Davis probably knew early on that his strongest threat, on power politics and otherwise, came from Riordan, and that’s why he ran attack ads in Southern California before the GOP primary implying the LADWP profited on the backs of California consumers during the crisis, O’Donnell explained. That strategy has apparently paid off.

“Energy is MIA in this campaign,” O’Donnell said.

Heller agreed, saying Riordan polls much better on electricity than either Davis or Simon. “Had Riordan won, we would have seen a much broader debate about the energy crisis and Davis’s handling of it,” Heller said.

THE FERC ANGLE

Throughout the power crisis, Davis repeatedly called on regulators at FERC to impose wholesale price caps, a measure that he and other Democrats claimed would help stop the bleeding by reimposing price controls. When the commission hesitated, under the leadership of former Chairman Curt Hebert, it gave Davis an opening, and he has not stopped beating on that opening

ever since, Spatt said.

“Davis has been very successful in bringing out FERC’s mistakes, and let’s face it, they did waffle on price caps,” Spatt said. “FERC didn’t seem to know what they were doing, and there was plenty of blame to go around. Davis has very effectively used FERC’s mistakes to deflect blame off of himself.”

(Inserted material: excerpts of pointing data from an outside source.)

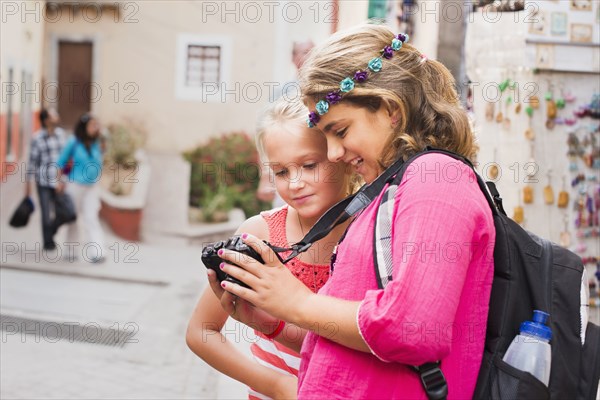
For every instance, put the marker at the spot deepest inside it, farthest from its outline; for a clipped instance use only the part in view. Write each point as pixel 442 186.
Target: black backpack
pixel 530 273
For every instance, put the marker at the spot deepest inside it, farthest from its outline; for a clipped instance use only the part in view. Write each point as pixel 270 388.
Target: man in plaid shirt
pixel 46 146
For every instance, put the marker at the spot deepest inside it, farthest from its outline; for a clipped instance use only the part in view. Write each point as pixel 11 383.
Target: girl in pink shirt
pixel 376 98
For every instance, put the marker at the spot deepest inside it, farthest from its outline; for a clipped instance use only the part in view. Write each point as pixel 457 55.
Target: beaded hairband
pixel 347 84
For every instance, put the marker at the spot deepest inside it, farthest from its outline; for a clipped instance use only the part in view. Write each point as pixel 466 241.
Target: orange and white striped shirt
pixel 268 352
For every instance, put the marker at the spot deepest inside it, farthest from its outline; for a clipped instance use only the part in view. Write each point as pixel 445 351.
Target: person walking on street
pixel 46 146
pixel 86 154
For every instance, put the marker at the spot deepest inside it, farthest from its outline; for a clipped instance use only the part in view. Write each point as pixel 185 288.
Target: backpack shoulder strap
pixel 432 378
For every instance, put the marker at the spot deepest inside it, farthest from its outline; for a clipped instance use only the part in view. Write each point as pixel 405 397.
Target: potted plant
pixel 125 180
pixel 224 175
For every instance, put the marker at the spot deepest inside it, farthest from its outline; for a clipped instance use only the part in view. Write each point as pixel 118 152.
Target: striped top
pixel 269 352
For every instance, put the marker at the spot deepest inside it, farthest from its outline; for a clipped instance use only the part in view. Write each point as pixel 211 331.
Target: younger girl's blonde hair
pixel 421 90
pixel 280 116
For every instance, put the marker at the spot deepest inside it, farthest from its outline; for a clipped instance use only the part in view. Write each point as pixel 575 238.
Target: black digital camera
pixel 211 259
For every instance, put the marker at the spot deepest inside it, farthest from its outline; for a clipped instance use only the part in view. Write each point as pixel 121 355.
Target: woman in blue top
pixel 86 155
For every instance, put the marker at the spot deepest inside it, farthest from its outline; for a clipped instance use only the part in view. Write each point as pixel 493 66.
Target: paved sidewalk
pixel 153 288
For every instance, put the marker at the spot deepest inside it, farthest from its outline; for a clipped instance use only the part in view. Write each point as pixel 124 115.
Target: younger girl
pixel 309 184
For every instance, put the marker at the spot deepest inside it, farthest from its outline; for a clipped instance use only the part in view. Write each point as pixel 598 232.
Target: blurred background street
pixel 116 330
pixel 175 88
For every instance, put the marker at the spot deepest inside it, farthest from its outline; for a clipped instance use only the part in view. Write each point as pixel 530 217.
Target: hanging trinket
pixel 563 195
pixel 550 104
pixel 528 194
pixel 530 172
pixel 548 191
pixel 518 213
pixel 489 111
pixel 565 236
pixel 506 122
pixel 534 102
pixel 493 170
pixel 561 102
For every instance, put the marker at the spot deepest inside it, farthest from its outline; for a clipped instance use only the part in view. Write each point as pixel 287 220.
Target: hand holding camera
pixel 211 259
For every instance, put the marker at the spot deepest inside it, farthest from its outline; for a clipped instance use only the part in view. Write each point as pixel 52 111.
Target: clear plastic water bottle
pixel 530 351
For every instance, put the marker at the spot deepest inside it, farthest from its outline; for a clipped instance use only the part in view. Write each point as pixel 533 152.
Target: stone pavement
pixel 149 290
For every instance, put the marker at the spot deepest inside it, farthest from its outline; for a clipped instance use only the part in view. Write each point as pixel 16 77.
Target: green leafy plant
pixel 225 174
pixel 122 143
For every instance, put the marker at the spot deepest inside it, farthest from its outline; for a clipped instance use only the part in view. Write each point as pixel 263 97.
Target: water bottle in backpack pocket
pixel 530 351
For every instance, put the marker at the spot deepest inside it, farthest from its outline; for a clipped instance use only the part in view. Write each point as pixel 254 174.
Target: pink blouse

Much of the state government took up the same strategy, as the chairwoman of the California Public Utility Commission, Loretta Lynch, and Capitol Hill Democrats time and time again blasted the commission for its inaction. Led by Davis from the outset, the anti-FERC rhetoric was perceived in the state as a dig at the Bush administration, and may then have undercut Simon’s campaign by making his free-market leanings a liability.

“I don’t think that Simon has had a lot of credibility on the issue because what Davis has done is blame the Bush administration,” said Public Citizen energy expert Tyson Slocum. “I think that made it very difficult for [Simon] to offer some sort of contrary solution.”

Still, Heller thinks voters don’t buy into Davis passing the buck. Californians in large part blame Davis, not FERC, for the crisis, he said, but they have no way to express their anger given the lack of an alternative.

“There is no way to hold [Davis] responsible,” Heller said.

Davis may also have been aided by FERC’s decision to not act on California’s request for $8.9 billion in refunds until after the Nov. 5 election. During his campaign, Davis has run ads claiming he led the state out of the crisis, even as he keeps up the FERC pressure by roundly condemning regulators for not acting on refunds sooner. In response, FERC Chairman Pat Wood says the commission’s schedule is not politically motivated, but the delay may resonate with voters who lean toward blaming bureaucrats in Washington, observers said.

And the real pain of the crisis may not be felt for some time, according to Brattle Group energy analyst Phil Hanser, since long-term power contracts signed in the heat of the crisis at levels well above the current market value will not hurt consumers until well after Nov. 5. Ten-year contracts signed at upward of $80 per megawatt-hour (MWh), as opposed to the current $20 to $25 per MWh current market rate, “will be felt on down the road” when and if the state has to renegotiate, Hanser explained.

“The impact of the fallout of the market won’t be felt until after the election,” Hanser said. “That is probably fortunate for the incumbent.”